The former head of Kazakhstan’s security services, a long-time associate of President Nursultan Nazarbayev, has been detained on suspicion of leaking state secrets and abuse of office.
Nartay Dutbayev presided over the National Security Committee, or KNB, from December 2001 to February 2006 — a period that saw the murder of two prominent opposition figures that government critics have routinely lain at the feet of the security services.
Dutbayev is a hardy survivor on Kazakhstan’s political scene, so his arrest is nothing short of startling. He and at least two other individuals, named as a Nurlan Hasen and Yerlan Nurtayev, were detained and placed in a KNB holding cells on December 26. News of the detentions was announced two days later.
Nothing is known about the details of the offenses that Dutbayev is suspected of having committed, so journalists and commentators have indulged in a frenzy of speculation.
Political analyst Daniyar Ashimbayev told Sputnik Kazakhstan that the clearance for going after Dutbayev could only have been granted at the highest levels.
“The issue was most likely agreed upon in the higher echelons — at the very least, in the presidential administration,” Ashimbayev said.
Guljan Yergaliyeva, a prominent journalist who has run several media outlets, suggested to RFE/RL’s Kazakhstan service, Radio Azattyk, that the case could be somehow linked to Mukhtar Ablyazov, the disgraced banker and avowed Nazarbayev foe. Dutbayev was in charge at the KNB in May 2003, when Ablyazov was released from prison following a presidential pardon. Ablyazov was at the time serving a six-year prison sentence on corruption and abuse of power charges.
In trademark conspiratorial mode, Ablyazov himself emerged from the woodwork to comment on Facebook about the Dutbayev case. In his post, he cites Italian law enforcement officials as saying that Hasen, who he says is also a KNB functionary, was involved in the kidnapping and removal of his wife, Alma Shalabayeva, from Italy to Kazakhstan in 2013.
“Now Nazarbayev is getting rid of the witnesses to his crimes,” Ablyazov wrote.

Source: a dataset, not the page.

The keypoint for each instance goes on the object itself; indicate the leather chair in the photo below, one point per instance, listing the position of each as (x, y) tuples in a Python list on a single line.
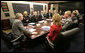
[(61, 39)]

Yet others have cast this episode as breakout of elite infighting and the handiwork of KNB chief and former prime minister Karimov Masimov. One line of thinking doing the rounds is that work is afoot to clear the ground in advance of a transition at the top, but predictions of imminent seismic shifts in Kazakhstan’s leadership are so frequent and so invariably wrong that such theorizing has to be treated with utmost caution.
What is clear though is that few beyond the immediate circles around the presidential administration or the KNB appear immune to the possibility of criminal investigations these days. In the final analysis, this may be the greater goal at play — sowing a level of tension and wariness among top officials with a view to enhancing compliance and, possibly, cut back on the scale of corruption.